Beinart further justifies Palestinian hatred of Israel because, "It was a Zionist army that displaced roughly 700,000 Palestinians between 1947 and 1949 and would not let them return." He omits to mention Israel's nascent leadership’s willingness to accept partition in 1947 and live side by side with a Palestinian state meant that no one had to die and no one had to leave. It was the Arab refusal to accept the existence of Israel within any borders at all that led them to instruct their people to leave while they sent in their armies to massacre Jews wherever they could. Israel courageously withstood the attacks and won. They have never forgiven us.
Shifting to our current situation, Beinart constantly portrays Mahmoud Abbas as a gentleman and a partner for peace. Indeed, he is one of the most reasonable Palestinian leaders. Others, especially Hamas and Hezbollah leaders, are far worse. But when Israelis see Mr. Abbas and his officials dedicating statues and squares to the memory of Palestinian terrorists, even those of us who would like to see a Palestinian state have second thoughts.

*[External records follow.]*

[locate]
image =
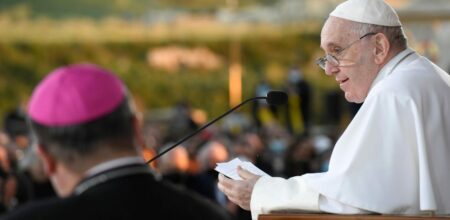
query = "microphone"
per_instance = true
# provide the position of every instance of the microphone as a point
(272, 98)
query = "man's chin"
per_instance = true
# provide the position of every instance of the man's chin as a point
(351, 98)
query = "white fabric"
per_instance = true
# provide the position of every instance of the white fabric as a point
(274, 193)
(330, 205)
(394, 156)
(392, 159)
(367, 11)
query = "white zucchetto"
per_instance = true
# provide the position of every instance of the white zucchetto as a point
(375, 12)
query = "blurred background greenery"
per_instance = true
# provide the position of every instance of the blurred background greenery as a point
(167, 51)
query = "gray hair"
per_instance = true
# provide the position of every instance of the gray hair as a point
(395, 35)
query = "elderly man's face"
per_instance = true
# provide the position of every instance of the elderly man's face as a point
(357, 69)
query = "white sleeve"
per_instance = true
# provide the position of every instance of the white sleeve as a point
(333, 206)
(294, 194)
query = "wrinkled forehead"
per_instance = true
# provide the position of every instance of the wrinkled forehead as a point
(336, 32)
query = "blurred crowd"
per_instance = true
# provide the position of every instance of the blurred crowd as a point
(280, 141)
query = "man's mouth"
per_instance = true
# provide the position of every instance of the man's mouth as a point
(342, 81)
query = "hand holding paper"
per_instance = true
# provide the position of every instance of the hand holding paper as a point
(229, 168)
(240, 187)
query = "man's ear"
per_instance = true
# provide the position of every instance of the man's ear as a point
(48, 161)
(382, 47)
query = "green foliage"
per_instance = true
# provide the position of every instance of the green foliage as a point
(24, 64)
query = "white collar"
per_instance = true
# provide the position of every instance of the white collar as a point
(390, 66)
(111, 164)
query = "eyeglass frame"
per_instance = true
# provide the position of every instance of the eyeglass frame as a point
(322, 61)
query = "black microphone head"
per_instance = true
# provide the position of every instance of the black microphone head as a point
(276, 98)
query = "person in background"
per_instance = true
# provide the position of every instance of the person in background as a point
(85, 128)
(393, 158)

When we hear the Palestinian president inciting violence and bragging about his payments to the murderers of Jewish men, women and children, we're skeptical about claims that he wishes to live peacefully, side by side with Israel.
Roadblocks, the security fence, and travel restrictions which are presented as human rights infringements, are undoubtedly inconvenient for Palestinians, but after years of suicide bombers, knifers, kidnappers and missile attacks from Hamas and Hezbollah, they are simply part of a reasonable effort Israel makes to prevent Palestinian terrorists from murdering Jews.
Israel can be proud that although every one of its elections has been held in the shadows of Palestinian terror, and even according to Beinart, “the vast, vast majority of Palestinians” are anti-Zionist and those who can vote for parties whose goal is to overturn the Jewish state, still, time after time, the overwhelming majority of Israelis reject extremists and vote for centrist parties.
Those who genuinely care about Palestinians' rights would do better to focus on those living under Jordanian, Hamas or PA rule where they have far fewer rights.
Alternatively, they should concentrate their efforts on promoting Palestinian democracy and peacefulness here. Perhaps then, violence would end, we would see that it is human rights rather than anti-Zionism that is driving their agenda, and the two peoples could peacefully coexist.
Not every critic of Israel is an anti-Semite, nor is every Palestinian. But sadly, Rabbi Sacks is right. While the Jewish state has always sought peace, there is a long history of Palestinian anti-Semitism whose narrative is being spread around the world with ever decreasing fairness to promote violence against Jews.
Jews should defend all minorities and we should ensure their rights, but we should do so in a fair and measured way that respects Jewish rights too. Rabbi Sacks’s book, "The Dignity of Difference" demonstrates how its universalist message is deeply entrenched in the Jewish soul.
Now it is time for some of our human rights activists to write, "The Dignity of Decency" and "The Honor of Honesty". When they do, we will be a step closer to ending anti-Semitism and promoting a better life for Jews and Palestinians everywhere.